Un recente e dettagliato leak, diffuso dall’insider Sudhanshu Ambhore e basato sui listini di un rivenditore europeo, ha acceso i riflettori su un aspetto cruciale: il prezzo di lancio.

Aumento di prezzo per il Samsung Galaxy A37 e A57

Se le indiscrezioni fossero confermate, ci troveremmo di fronte a un aumento generalizzato che sposta verso l’alto l’asticella economica della fascia media di Samsung. Un problema per tutti quegli utenti che da sempre si affidano proprio ai prodotti relativi a questa fascia di prezzo. Stando quindi alle informazioni emerse, il Galaxy A37 dovrebbe arrivare sul mercato in due varianti: 6 GB / 128 GB proposta a 439 euro e 8 GB / 256 GB: proposta a 539 euro.

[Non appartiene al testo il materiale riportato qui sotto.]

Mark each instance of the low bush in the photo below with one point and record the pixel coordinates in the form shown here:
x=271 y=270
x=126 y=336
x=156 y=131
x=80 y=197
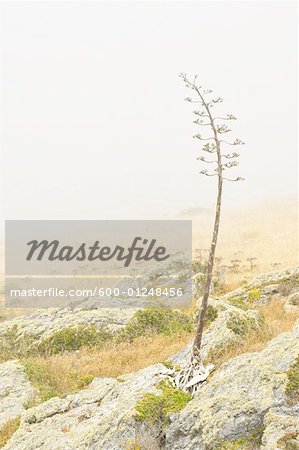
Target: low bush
x=292 y=388
x=155 y=320
x=74 y=338
x=154 y=410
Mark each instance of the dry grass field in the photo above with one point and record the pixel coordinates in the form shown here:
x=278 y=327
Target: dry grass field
x=253 y=240
x=256 y=239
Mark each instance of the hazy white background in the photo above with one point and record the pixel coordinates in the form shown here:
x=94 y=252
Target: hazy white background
x=94 y=123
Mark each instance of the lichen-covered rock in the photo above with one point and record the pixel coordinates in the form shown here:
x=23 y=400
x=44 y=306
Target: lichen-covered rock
x=236 y=399
x=15 y=391
x=222 y=330
x=281 y=428
x=42 y=324
x=98 y=418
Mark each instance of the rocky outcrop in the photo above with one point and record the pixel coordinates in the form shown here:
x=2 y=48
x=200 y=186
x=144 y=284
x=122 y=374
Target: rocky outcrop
x=237 y=398
x=281 y=428
x=262 y=288
x=101 y=417
x=15 y=391
x=227 y=327
x=42 y=324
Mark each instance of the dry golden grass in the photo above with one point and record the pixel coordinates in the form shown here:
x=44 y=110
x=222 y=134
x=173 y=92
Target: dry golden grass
x=267 y=232
x=8 y=430
x=276 y=321
x=67 y=373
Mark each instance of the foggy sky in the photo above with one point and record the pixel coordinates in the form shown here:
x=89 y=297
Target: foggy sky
x=94 y=123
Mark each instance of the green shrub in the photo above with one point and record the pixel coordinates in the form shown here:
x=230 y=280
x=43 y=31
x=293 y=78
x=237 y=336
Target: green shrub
x=73 y=338
x=40 y=378
x=8 y=430
x=254 y=295
x=241 y=325
x=288 y=442
x=155 y=320
x=292 y=388
x=238 y=302
x=13 y=344
x=154 y=410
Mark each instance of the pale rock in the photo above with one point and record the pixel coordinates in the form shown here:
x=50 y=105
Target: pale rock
x=98 y=418
x=234 y=402
x=15 y=391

Il confronto con il precedente Galaxy A36 è spiazzante. Quest’ultimo era stato lanciato a 379 euro in una configurazione che offriva già 8 GB di RAM. Con il nuovo modello, non solo il prezzo d’ingresso subirebbe un rincaro di circa 60 euro, ma la versione base offrirebbe addirittura meno memoria RAM (6 GB), rendendo il salto di prezzo ancora più evidente per l’utente finale.

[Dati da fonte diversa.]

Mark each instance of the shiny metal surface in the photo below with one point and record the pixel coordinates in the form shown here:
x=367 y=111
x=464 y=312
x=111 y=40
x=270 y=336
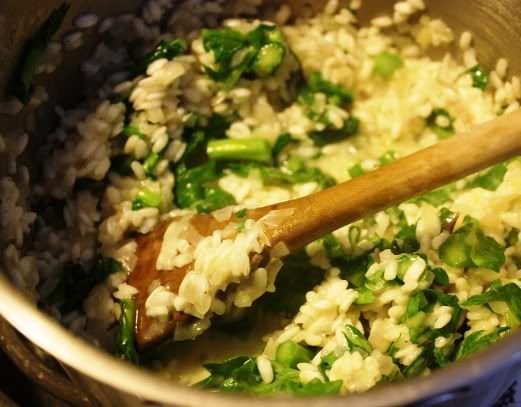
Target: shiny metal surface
x=476 y=382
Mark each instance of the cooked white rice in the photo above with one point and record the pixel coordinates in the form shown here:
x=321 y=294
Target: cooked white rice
x=393 y=114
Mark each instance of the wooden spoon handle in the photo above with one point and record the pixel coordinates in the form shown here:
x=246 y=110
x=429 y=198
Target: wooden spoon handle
x=425 y=170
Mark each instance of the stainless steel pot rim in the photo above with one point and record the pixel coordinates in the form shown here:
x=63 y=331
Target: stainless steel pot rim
x=93 y=362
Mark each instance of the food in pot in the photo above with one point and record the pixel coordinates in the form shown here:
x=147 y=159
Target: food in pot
x=189 y=114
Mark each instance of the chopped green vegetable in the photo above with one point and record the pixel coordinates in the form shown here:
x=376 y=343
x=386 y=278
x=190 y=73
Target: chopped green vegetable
x=165 y=49
x=329 y=135
x=386 y=64
x=477 y=341
x=21 y=85
x=150 y=163
x=479 y=77
x=335 y=94
x=292 y=171
x=258 y=54
x=290 y=354
x=76 y=283
x=268 y=59
x=240 y=374
x=197 y=137
x=513 y=237
x=356 y=340
x=146 y=198
x=441 y=123
x=124 y=339
x=447 y=219
x=490 y=179
x=334 y=248
x=440 y=276
x=441 y=357
x=405 y=240
x=326 y=363
x=194 y=189
x=469 y=247
x=509 y=293
x=251 y=149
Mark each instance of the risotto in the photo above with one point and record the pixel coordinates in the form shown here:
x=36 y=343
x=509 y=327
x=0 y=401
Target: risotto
x=207 y=109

La tendenza al rialzo prosegue con il Galaxy A57, destinato a diventare uno dei mid-range più costosi del catalogo coreano. Il listino trapelato indica: 8 GB / 128 GB proposta a 539 euro e 8 GB / 256 GB proposta a 609 euro. Anche in questo caso, il paragone con il Galaxy A56 (lanciato a 479 euro) evidenzia un aumento netto di 60 euro. Per la prima volta, la variante con maggior archiviazione della serie A5x supererebbe ufficialmente la soglia psicologica dei 600 euro, avvicinandosi pericolosamente ai prezzi della serie Galaxy S in offerta.

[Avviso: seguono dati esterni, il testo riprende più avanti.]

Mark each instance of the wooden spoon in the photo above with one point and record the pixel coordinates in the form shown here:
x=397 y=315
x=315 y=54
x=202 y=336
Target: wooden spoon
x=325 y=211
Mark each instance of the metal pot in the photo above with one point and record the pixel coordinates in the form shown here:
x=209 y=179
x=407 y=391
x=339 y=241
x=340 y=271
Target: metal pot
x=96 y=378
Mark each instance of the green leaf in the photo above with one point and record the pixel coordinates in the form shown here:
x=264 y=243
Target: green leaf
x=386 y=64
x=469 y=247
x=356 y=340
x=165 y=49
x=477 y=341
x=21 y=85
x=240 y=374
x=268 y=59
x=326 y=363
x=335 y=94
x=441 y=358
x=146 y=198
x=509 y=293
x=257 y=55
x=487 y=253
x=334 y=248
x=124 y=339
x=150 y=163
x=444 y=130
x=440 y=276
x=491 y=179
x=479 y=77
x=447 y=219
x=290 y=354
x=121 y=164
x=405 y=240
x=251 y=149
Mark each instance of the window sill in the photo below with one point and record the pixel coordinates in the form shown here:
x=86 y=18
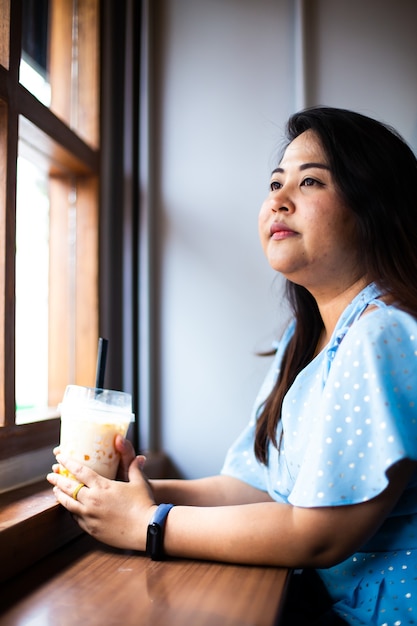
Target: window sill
x=33 y=524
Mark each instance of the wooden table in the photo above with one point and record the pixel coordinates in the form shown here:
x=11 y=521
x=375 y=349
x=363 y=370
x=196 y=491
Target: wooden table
x=89 y=584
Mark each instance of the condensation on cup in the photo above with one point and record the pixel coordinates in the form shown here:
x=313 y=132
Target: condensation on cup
x=90 y=420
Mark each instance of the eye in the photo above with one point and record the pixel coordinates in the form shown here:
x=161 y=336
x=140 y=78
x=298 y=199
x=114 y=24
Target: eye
x=310 y=182
x=275 y=185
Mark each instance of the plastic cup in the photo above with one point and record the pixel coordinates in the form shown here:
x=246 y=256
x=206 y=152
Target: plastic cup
x=90 y=420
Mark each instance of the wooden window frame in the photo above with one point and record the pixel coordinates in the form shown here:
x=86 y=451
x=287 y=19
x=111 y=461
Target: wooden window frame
x=63 y=146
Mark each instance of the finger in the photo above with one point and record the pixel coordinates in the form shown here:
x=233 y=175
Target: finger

Cosa giustifica l’aumento?

Questo posizionamento “premium” solleva interrogativi sulle reali innovazioni dei dispositivi. I rumors parlano di nuovi chip Exynos 1480 e 1680, display Super AMOLED da 6.7 pollici ancora più luminosi (fino a 1900 nits) e una ricarica rapida che potrebbe finalmente toccare i 45W. Tuttavia, resta da vedere se queste migliorie, insieme a una politica di aggiornamenti software a lungo termine (si parla di 6 anni), basteranno a convincere gli utenti a investire cifre così importanti in uno smartphone di fascia media.

In definitiva, Samsung sembra intenzionata a sfidare il mercato con una strategia ambiziosa, puntando sulla qualità costruttiva e sul supporto post-vendita per giustificare esborsi che, fino a pochi anni fa, erano riservati esclusivamente ai top di gamma.